Sentiment analysis models typically require access to unencrypted text to determine whether a message is positive, negative, or neutral. This poses significant privacy risks when handling sensitive personal data. Homomorphic encryption offers a solution by enabling computations on encrypted data without decryption.
This article demonstrates how to build a sentiment analysis model that operates on encrypted data using the Concrete-ML library, which allows data scientists to leverage machine learning in fully homomorphic encryption (FHE) settings without cryptography expertise.
Pipeline Overview
The workflow combines a transformer model for text representation and XGBoost for classification, all executed on encrypted data:
- Text Representation: Use a pre-trained BERT transformer (fine-tuned on sentiment analysis) to convert text into a 768-dimensional vector by averaging hidden states.
- Classification: Train an XGBoost model on the hidden representations to predict sentiment (negative, neutral, positive).
- Encryption: Apply Concrete-ML to convert the XGBoost classifier into an FHE-compatible model, allowing predictions on encrypted inputs.
Step-by-Step Implementation
1. Environment Setup
pip install -U pip setuptools
pip install concrete-ml transformers datasets
2. Load and Explore Dataset
Using the Twitter Airline Sentiment dataset:
from datasets import load_dataset
train = load_dataset("osanseviero/twitter-airline-sentiment")["train"].to_pandas()
text_X = train['text']
y = train['airline_sentiment']
y = y.replace(['negative', 'neutral', 'positive'], [0, 1, 2])
The dataset is imbalanced: 62.7% negative, 21.2% neutral, and 16.1% positive examples.
3. Text Representation with Transformer
Load a BERT-based model fine-tuned for sentiment:
from transformers import AutoModelForSequenceClassification, AutoTokenizer
tokenizer = AutoTokenizer.from_pretrained("cardiffnlp/twitter-roberta-base-sentiment-latest")
transformer_model = AutoModelForSequenceClassification.from_pretrained(
"cardiffnlp/twitter-roberta-base-sentiment-latest"
)
Convert texts to hidden representations by averaging token-level outputs:
def text_to_tensor(texts, model, tokenizer, device):
tensors = []
for text in texts:
tokens = tokenizer.encode(text, return_tensors="pt").to(device)
with torch.no_grad():
outputs = model(tokens, output_hidden_states=True)

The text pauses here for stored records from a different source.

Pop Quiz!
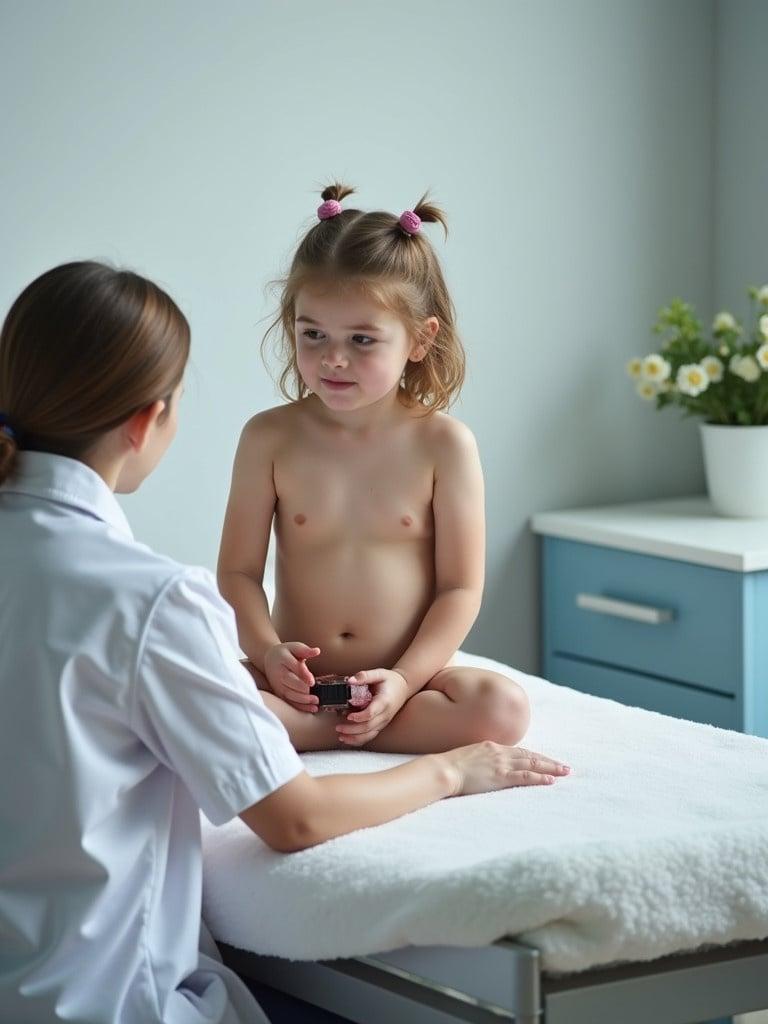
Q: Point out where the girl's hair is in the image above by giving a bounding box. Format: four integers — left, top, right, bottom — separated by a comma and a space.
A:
262, 182, 464, 413
0, 262, 189, 482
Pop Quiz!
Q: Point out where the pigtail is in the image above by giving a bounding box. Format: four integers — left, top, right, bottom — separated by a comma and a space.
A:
0, 426, 18, 483
413, 191, 447, 238
321, 181, 354, 203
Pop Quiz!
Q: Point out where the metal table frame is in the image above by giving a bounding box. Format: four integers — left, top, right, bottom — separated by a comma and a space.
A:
219, 939, 768, 1024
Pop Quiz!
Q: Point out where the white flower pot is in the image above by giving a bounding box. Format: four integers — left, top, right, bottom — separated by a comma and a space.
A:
700, 423, 768, 519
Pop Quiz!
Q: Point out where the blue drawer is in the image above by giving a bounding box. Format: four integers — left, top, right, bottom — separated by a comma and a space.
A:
544, 537, 743, 699
544, 656, 739, 729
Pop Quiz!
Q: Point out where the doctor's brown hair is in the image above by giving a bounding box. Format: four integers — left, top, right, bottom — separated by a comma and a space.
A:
0, 261, 189, 483
262, 182, 465, 413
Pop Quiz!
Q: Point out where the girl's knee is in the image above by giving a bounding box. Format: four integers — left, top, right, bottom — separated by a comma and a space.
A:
472, 672, 530, 746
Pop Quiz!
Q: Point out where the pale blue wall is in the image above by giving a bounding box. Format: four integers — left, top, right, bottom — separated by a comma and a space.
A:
714, 0, 768, 309
0, 0, 724, 669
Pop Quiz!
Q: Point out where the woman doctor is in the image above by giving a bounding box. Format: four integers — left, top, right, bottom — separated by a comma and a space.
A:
0, 262, 563, 1024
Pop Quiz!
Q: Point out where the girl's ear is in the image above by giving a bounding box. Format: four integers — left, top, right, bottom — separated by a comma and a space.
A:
124, 398, 166, 452
409, 316, 440, 362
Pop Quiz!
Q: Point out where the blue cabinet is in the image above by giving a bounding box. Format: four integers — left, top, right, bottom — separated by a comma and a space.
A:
534, 503, 768, 736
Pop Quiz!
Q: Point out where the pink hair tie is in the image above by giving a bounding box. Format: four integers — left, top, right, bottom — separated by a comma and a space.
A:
398, 210, 421, 234
317, 199, 341, 220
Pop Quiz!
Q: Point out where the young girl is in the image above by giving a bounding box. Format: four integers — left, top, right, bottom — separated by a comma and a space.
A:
218, 184, 529, 753
0, 263, 564, 1024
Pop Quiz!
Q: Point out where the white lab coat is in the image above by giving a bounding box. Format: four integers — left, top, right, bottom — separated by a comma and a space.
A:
0, 452, 302, 1024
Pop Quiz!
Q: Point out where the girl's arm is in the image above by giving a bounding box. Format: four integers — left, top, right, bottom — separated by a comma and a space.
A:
391, 417, 485, 696
216, 413, 281, 672
240, 740, 568, 853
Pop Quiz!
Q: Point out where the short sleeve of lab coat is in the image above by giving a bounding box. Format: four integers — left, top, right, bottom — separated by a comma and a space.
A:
132, 568, 303, 824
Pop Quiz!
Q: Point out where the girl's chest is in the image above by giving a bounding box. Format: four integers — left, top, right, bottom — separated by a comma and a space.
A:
274, 447, 434, 543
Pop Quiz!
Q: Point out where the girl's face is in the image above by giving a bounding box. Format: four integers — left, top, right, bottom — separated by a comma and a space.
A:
295, 288, 436, 412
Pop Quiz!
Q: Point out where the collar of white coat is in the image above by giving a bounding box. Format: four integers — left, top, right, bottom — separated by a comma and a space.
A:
0, 452, 133, 539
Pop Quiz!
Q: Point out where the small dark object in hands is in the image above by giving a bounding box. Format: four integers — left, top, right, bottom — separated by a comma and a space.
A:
310, 676, 373, 712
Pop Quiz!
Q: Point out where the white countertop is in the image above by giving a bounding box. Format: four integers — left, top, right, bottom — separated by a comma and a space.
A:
531, 497, 768, 572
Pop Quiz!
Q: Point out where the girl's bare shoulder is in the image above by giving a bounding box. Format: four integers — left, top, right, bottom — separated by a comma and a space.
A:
243, 401, 306, 443
417, 413, 477, 454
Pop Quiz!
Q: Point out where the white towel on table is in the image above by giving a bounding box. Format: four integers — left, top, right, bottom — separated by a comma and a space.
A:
203, 655, 768, 971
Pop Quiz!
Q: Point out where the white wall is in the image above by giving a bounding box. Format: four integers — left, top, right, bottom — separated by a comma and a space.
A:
0, 0, 720, 670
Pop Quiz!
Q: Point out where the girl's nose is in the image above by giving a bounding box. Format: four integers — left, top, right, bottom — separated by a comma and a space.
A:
323, 345, 347, 367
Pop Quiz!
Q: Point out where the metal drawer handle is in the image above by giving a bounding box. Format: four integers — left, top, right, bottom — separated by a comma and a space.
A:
577, 594, 675, 626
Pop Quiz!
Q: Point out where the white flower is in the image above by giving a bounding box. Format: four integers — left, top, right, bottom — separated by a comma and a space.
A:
731, 355, 760, 384
677, 362, 710, 398
642, 352, 672, 383
636, 381, 658, 401
627, 355, 643, 381
701, 355, 725, 384
712, 310, 741, 334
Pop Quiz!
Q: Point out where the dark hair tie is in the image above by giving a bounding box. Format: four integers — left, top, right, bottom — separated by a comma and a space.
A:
0, 413, 18, 441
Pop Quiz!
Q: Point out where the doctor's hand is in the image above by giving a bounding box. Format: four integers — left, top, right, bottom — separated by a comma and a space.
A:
264, 641, 321, 712
336, 669, 409, 746
444, 739, 570, 797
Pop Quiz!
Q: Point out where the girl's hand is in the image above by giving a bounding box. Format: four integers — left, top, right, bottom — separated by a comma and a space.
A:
336, 669, 409, 746
264, 641, 319, 712
437, 739, 570, 797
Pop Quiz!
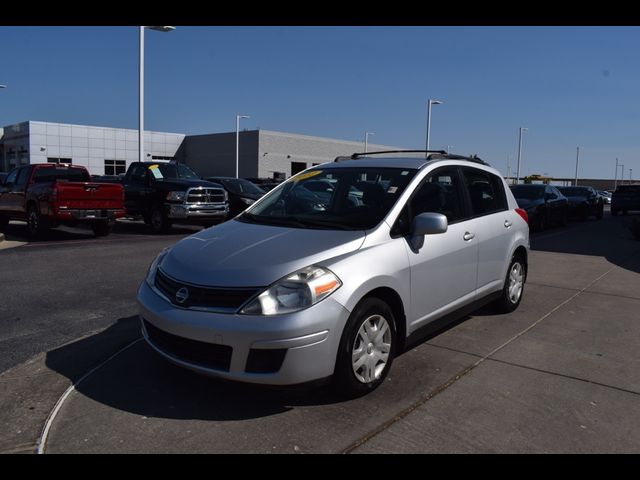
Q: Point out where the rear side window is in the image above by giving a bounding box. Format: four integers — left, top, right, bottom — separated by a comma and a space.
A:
33, 167, 91, 183
463, 168, 508, 217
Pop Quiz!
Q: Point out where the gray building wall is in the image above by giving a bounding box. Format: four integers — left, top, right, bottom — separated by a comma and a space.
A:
176, 130, 258, 178
0, 121, 185, 175
255, 130, 402, 178
177, 130, 399, 178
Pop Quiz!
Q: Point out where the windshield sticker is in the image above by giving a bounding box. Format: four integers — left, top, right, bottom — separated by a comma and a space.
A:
293, 170, 322, 182
149, 165, 164, 180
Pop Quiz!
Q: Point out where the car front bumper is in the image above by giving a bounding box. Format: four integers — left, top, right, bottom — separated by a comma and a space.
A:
165, 203, 229, 221
138, 282, 349, 385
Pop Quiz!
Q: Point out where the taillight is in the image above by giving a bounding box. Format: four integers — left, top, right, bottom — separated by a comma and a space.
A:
516, 208, 529, 225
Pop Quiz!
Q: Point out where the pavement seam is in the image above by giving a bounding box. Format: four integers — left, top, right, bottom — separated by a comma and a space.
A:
36, 338, 142, 455
340, 266, 619, 453
427, 343, 640, 395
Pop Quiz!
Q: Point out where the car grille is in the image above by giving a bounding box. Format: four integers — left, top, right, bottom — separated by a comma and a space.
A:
155, 269, 260, 311
143, 320, 233, 372
186, 188, 225, 203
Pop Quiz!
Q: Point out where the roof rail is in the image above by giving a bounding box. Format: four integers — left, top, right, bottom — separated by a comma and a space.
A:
334, 150, 490, 166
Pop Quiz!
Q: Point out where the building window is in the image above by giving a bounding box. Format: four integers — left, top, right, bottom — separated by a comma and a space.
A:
47, 157, 73, 163
104, 160, 127, 175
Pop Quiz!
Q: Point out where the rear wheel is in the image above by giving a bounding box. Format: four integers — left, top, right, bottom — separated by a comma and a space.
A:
149, 206, 171, 233
91, 220, 113, 237
334, 297, 397, 398
493, 255, 527, 313
27, 205, 49, 238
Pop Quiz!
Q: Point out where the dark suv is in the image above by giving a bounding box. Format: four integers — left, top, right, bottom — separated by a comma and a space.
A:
611, 185, 640, 215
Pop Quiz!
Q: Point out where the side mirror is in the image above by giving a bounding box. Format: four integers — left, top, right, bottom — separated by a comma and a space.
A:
409, 212, 449, 252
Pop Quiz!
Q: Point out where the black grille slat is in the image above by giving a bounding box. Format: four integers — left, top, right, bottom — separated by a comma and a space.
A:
155, 269, 259, 310
143, 320, 233, 372
187, 188, 224, 203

hidden = outputs.hidden_states[-1].mean(dim=1).cpu().numpy()
tensors.append(hidden)
return np.vstack(tensors)
4. Train XGBoost Classifier
Split data and train on hidden representations:
from sklearn.model_selection import train_test_split
import xgboost as xgb
X_train, X_test, y_train, y_test = train_test_split(
text_X, y, test_size=0.1, random_state=42
)
X_train_repr = text_to_tensor(X_train.tolist(), transformer_model, tokenizer, device)
X_test_repr = text_to_tensor(X_test.tolist(), transformer_model, tokenizer, device)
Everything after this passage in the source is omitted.